Ruim twee weken geleden heeft een delegatie, onder leiding van de minister van ROGB, enkele dorpen bezocht om met de vertegenwoordigers te praten betreffende de uitgifte van een terrein, dat naar hun mening hen toebehoort. Er zijn eerder twee brieven geschreven naar de minister, waarin gevraagd werd om de desbetreffende beschikking in te trekken. In de meeting met de delegatie heeft de minister, die ondersteund werd door dc Jurel en dc Samsoedien, de dorpsvertegenwoordigers uitgelegd dat volgens de wet alle vrije grond, domeingrond is en eigenlijk aan de staat toebehoort. Ook werd gesteld dat iedere Surinamer het recht heeft om een stuk grond aan te vragen. Dit laatste is ook het geval geweest met het desbetreffende terrein. Het was domeingrond, niemand woonde daar, en het was geen kostgrond van welke bewoner dan ook, dus heeft de aanvrager zonder enig obstakel op aanvraag een toewijzingsbeschikking over het terrein verkregen.
Ook heeft de delegatie gezegd dat volgens het West-Suriname Bestemmingsplan van 1978, dat gebied bestemd was als industriegebied. Deze informatie heeft de kapitein ook in een dorpsvergadering aan de gemeenschap doorgegeven. Maar de mensen zijn het helemaal niet met hem eens. Zij vinden dat los van de wettelijke regelingen van het land, Suriname ook bepaalde internationale verdragen heeft getekend, waarbij het zichzelf als land verplicht om de rechten van de inheemsen te respecteren. Ook verwijst de gemeenschap naar de verschillende uitspraken van het Inter-Amerikaanse Hof voor de Rechten van de Mens, waarbij bepaald is dat zolang de landrechten door de Staat nog niet zijn gereguleerd, de Staat geen activiteit in inheems gebied mag ontplooien of daar toestemming voor mag geven aan derden zonder de vrije, voorafgaande en weloverwogen instemming van de Inheemsen.

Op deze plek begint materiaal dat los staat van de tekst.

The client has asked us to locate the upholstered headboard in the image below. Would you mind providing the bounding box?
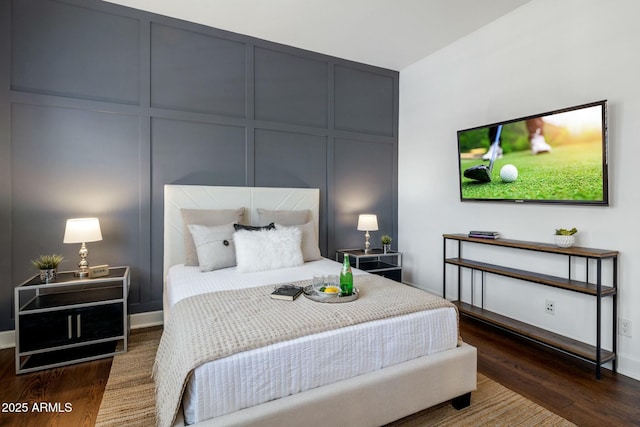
[163,185,320,278]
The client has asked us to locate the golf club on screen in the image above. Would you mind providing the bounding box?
[464,125,502,182]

De gemeenschap tekent dan ook fel protest aan tegen het verstrekken van de beschikking en het doen van de toewijzing. De bewoners ontkomen niet aan de indruk dat de regering c.q. De minister van ROGB een ingang wil forceren om veelal buitenstanders met geld en ook hun politieke vrienden en families te accommoderen met gronden in de nabije omgeving van hun woon- en leefgemeenschap. Het traditioneel gezag heeft dan ook gesteld alle mogelijke wegen te zullen bewandelen, zodat de desbetreffende beschikking wordt ingetrokken. Het dorpsbestuur volgt de verdere ontwikkelingen nauwlettend en neemt in deze kwestie een afwachtende houding aan.